The causes for the pronounced differences in paras ite prevalence yet absence of any indication of small-scale transmission are unknown. Differences in behaviour, housing structure, and treatment-seeking are likely to play a role. A survey of health-seeking behaviour among five ethnic groups in the CHT in 2001 reported that the Mro had the lowest incidence of malaria (based on self-reported symptoms) and were the least likely to seek external healthcare when ill; this could reflect the greater distance to health facilities for the Mro [6]. Although this previous study did not survey any individuals from the Khumi group, both the Khumi and Mro may miss medical interventions and malaria control efforts due to their particular geographic isolation compared to other Pahari groups [6, 47]. Anecdotally, some Khumi believe that they have been excluded from government and NGO programmes aimed at Pahari due to lack of education or ability to speak Bangla [48]. National programmes are typically delivered in Bangla and sometimes with major Pahari languages e.g. Chakma and Marma [48]. An inability to communicate in these languages could present a major obstacle for seeking treatment and participating in vector control programmes. Future studies should consider social factors including participants’ bed net usage, distance to a health facility, and ability to communicate in Bangla. Alternatively, parasite heterogeneity may be attributable to human genetic factors resulting in a decreased risk of infection [49]. Lastly, stochastic effects owing to the inherent heterogeneity of infectious diseases should not be ruled out. A survey across multiple nearby villages in Papua New Guinea found prevalence of infection by PCR to range from 0 to 22% for P. falciparum and from 11 to 34% for P. vivax [50]. These villages were inhabited by the same ethnicities and similar in terms of housing and climate factors.
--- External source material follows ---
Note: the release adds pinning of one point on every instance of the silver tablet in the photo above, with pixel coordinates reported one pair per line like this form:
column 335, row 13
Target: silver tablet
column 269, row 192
Although this study did not find any pfhrp2 deletions in P. falciparum samples from the CHT, a deletion has been detected in Sylet in northeastern Bangladesh near the Indian border [51]. Additionally, deletions of pfhrp2 and pfhrp3 genes have been detected in northern India [52]. Continued surveillance for such gene deletions is warranted in this area.

Conclusions

This study detected a substantial burden of subclinical Plasmodium infections clustered among the Khumi and Mro Pahari groups in the CHT. Infections were highly diverse and showed no population structure, indicating sustained transmission of parasites rather than a single, clonal outbreak. To ensure sustained progress towards malaria elimination in Bangladesh, the potential reservoir for ongoing transmission should be identified and targeted for public health control interventions.